Einzig und allein der Umstand, dass er seine Gemahlin schon früh verloren hatte, kann zu seiner Entschuldigung angeführt werden. Die Kaiserin war eine kluge und besonnene Frau gewesen, die ihren zügellosen, zu Wutausbrüchen neigenden Mann mit mäßigem Erfolg im Zaum zu halten versucht hatte.
Nachdem wir uns solchermaßen ein ungefähres Bild über die unhaltbaren Zustände in jenem Land verschaffen konnten, darf ohne Übertreibung behauptet werden, der Kaiser war ein eitler Fant und ein dummer noch dazu. Obwohl sich etliche Lehrmeister redlich bemüht hatten, einen halbwegs gebildeten Mann aus ihm zu machen, fehlte es ihm an jedwedem gesundem Menschenverstand, und mangelte es ihm in ebensolchem Maße an Fingerspitzengefühl, ansonsten hätte er sehr wohl die Zeichen der Zeit erkennen müssen, denn sie standen auf Sturm.
Obwohl Revolutionen und Aufstände in diesen Breitengraden vollkommen aus der Mode gekommen waren, brodelte es mittlerweile an allen Ecken und Enden. In den Straßen, unter den Torbögen und Hauseingängen bildeten sich immer öfter Grüppchen von unzufriedenen Bürgern und Bürgerinnen, die, zwar noch vorsichtig und verhalten, kopfschüttelnd leise murmelten: So kann es nicht weitergehen. Die Taschen waren leer, die Untertanen ächzten unter der Abgabenlast, die Schatzkammern des Reiches so gut wie geplündert, und manch einer der Verwalter hatte sich bereits, das nahe Ende kommen sehend, mit gefülltem Beutelchen aus dem Staube gemacht. Denn dem Kaiser die nackte Wahrheit ins Gesicht sagen, das traute sich keiner. Wie das in Monarchien gang und gäbe ist, wird der Hofstaat zu einem Sammelbecken von Jasagern und Speichelleckern, im gemeinen Volk ist ein noch viel deftigeres Wort gebräuchlich, aber das verschweigt der Erzählerin Höflichkeit.

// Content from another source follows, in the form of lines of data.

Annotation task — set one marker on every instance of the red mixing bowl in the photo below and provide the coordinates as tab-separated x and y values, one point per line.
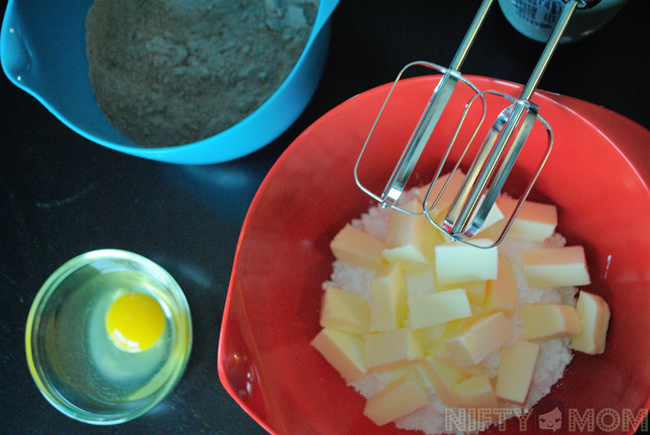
597	175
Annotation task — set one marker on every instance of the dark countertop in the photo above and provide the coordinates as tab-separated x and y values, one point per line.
61	195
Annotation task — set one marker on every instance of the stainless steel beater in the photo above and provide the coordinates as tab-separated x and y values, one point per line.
498	152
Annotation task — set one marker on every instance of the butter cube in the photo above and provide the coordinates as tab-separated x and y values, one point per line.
385	348
594	314
443	376
410	238
388	308
458	263
555	267
437	308
358	248
516	371
452	329
479	340
475	290
501	293
420	281
447	196
397	399
535	221
432	335
343	350
476	392
345	310
548	321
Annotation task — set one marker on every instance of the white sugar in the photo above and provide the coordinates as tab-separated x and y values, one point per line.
555	354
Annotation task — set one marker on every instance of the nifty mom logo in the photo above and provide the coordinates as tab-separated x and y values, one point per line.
548	417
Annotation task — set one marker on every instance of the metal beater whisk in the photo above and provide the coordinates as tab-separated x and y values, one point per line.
496	155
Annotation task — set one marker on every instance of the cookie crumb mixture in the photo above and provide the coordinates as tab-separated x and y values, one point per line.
172	72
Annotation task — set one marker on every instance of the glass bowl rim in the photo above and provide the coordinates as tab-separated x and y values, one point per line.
49	288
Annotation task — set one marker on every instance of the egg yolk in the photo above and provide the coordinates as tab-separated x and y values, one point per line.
135	322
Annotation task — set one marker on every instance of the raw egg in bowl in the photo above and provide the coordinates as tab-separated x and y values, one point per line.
597	177
108	336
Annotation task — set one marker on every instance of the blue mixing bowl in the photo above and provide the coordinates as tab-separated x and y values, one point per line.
43	51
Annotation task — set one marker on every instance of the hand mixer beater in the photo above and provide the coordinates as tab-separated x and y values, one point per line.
495	157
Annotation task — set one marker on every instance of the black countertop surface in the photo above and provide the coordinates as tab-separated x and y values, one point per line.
61	195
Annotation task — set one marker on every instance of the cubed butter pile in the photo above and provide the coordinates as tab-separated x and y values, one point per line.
436	310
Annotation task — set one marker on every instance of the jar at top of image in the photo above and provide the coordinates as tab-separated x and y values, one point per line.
536	18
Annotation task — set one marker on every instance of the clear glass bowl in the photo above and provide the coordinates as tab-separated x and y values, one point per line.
70	354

Da das Kaiserpaar kinderlos geblieben war, bot sich in dieser verzwickten Lage auch keine patente, auf dem Teppich gebliebene junge Prinzessin an, die das Schlimmste möglicherweise noch hätte verhindern können, indem sie einen stattlichen, vernunftbegabten Mann aus dem Volke ehelichte, oder zumindest aus dem Bürgertum, welches allerdings dahinschwächelte. Das soll nicht heißen, dass es bereits im Stadium der vollkommenen geistigen Verblödung gewesen wäre, nein, das ginge möglicherweise zu weit; jemand aus diesen Kreisen hätte vielleicht noch das einfache Kopfrechnen beherrscht und die Pleite vorhersehen, wenn auch nicht vollständig abwenden können.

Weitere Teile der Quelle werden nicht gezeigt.